Another example, according to Cele, was a contract for the provision of police clothing that was awarded without his knowledge to one company in KwaZulu-Natal until 2013.
“This happened after I had suggested we should rather distribute the clothing contract among aunties; women in the textile industry who are suffering. When I came back to the office, the clothing contract [had been] signed in a hurry.”
Cele says his orders were clearly being ignored and he had to take more drastic measures.
“In November 2009 I went to the gym and ran into one of the owners of Wachthuis. He said: ‘I’m so glad to meet you; we’ll be coming to renovate your office and put in the gym.’ I was confused. Which renovations? I called [Hamilton] Hlela and asked who was coming to renovate. He said he forgot to tell me the lease [with Wachthuis’s owners] was extended.”
This is when Cele realised there was a “rat” in the police, and so he called special investigating unit (SIU) head Willie Hofmeyr.
“I told him there are things I don’t understand. There is this clothing contract, the building one. I suspected there were other things as well. Hofmeyr said he was already approached by the Independent Complaints Directorate and was putting together a committee.”
Last month Zuma signed a proclamation for the SIU to conduct a full investigation into the police’s procurement departments.
Asked about the police’s approval of huge leasing contracts for buildings owned by businessman Roux Shabangu, Cele said that Wachthuis was 40% overcrowded and the police needed new premises in Pretoria.
“There are 1 367 police buildings. I don’t know their owners.”
The Sunday Times reported last month that Shabangu had bought the Sanlam Centre in Pretoria shortly before it was leased by the department of public works on behalf of the police.
Cele says he didn’t even know what the Sanlam Centre was before the name was submitted to him by Hlela. He strongly denies suggesting to Hlela or his colleagues to do business with Shabangu or his companies.
Cele also denies being involved in the negotiations between public works and Shabangu for the leasing of the huge 45 000m2 Transnet building in Durban.
Shabangu admitted this week he was about to become the owner of the Transnet building after negotiating with Transnet for three years.
“I’ve done business the right way throughout my life. I don’t need a headache, because a headache doesn’t bring any cent into my pockets,” he said, adding that he is being singled out because he’s black.
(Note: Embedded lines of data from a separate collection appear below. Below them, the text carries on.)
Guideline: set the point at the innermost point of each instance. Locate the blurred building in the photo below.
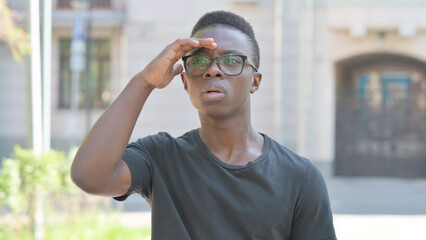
(344, 82)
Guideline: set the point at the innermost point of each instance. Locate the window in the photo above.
(94, 4)
(94, 90)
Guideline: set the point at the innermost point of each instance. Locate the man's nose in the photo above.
(213, 71)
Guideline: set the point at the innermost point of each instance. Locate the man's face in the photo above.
(215, 94)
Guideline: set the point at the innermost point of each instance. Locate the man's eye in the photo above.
(199, 61)
(232, 60)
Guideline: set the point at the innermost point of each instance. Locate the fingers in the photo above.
(182, 46)
(177, 69)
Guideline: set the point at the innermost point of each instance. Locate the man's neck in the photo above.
(233, 141)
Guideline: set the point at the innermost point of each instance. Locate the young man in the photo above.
(221, 181)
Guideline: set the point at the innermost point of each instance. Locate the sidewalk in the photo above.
(363, 208)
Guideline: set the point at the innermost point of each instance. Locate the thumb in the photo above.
(177, 69)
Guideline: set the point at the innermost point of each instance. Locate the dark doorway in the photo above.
(381, 116)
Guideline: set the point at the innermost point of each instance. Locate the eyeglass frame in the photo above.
(243, 57)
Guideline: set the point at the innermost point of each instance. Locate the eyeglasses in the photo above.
(231, 65)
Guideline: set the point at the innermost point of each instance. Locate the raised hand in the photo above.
(163, 68)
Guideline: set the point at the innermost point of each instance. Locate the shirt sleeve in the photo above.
(139, 157)
(312, 218)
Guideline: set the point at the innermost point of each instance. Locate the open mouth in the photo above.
(213, 93)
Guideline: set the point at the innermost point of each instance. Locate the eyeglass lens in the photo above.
(230, 65)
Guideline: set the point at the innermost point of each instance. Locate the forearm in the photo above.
(101, 151)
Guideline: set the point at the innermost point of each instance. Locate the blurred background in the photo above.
(344, 84)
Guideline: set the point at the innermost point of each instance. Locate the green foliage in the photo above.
(15, 37)
(98, 226)
(26, 174)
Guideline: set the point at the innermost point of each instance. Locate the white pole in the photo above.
(36, 106)
(36, 76)
(277, 74)
(47, 73)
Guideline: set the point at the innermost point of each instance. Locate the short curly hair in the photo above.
(232, 20)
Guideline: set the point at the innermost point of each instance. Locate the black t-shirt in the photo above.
(194, 195)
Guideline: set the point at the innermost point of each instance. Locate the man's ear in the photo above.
(257, 78)
(185, 84)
A number of white-owned companies that have more than 10 leasing agreements with the police are not being probed, he said.
Asked whether he has ever bribed anyone for a tender, Shabangu said he would never do that. “I’ll rather lose the deal, finish and klaar — If I do it, maybe you belong to some investigations unit, then I’m fucked. I’ve lost so many deals because I didn’t want to pay.”
Public Works Minister Geoff Doidge announced last month that both contracts with Shabangu would be put on ice until investigations by the public protector and the SIU had been finalised.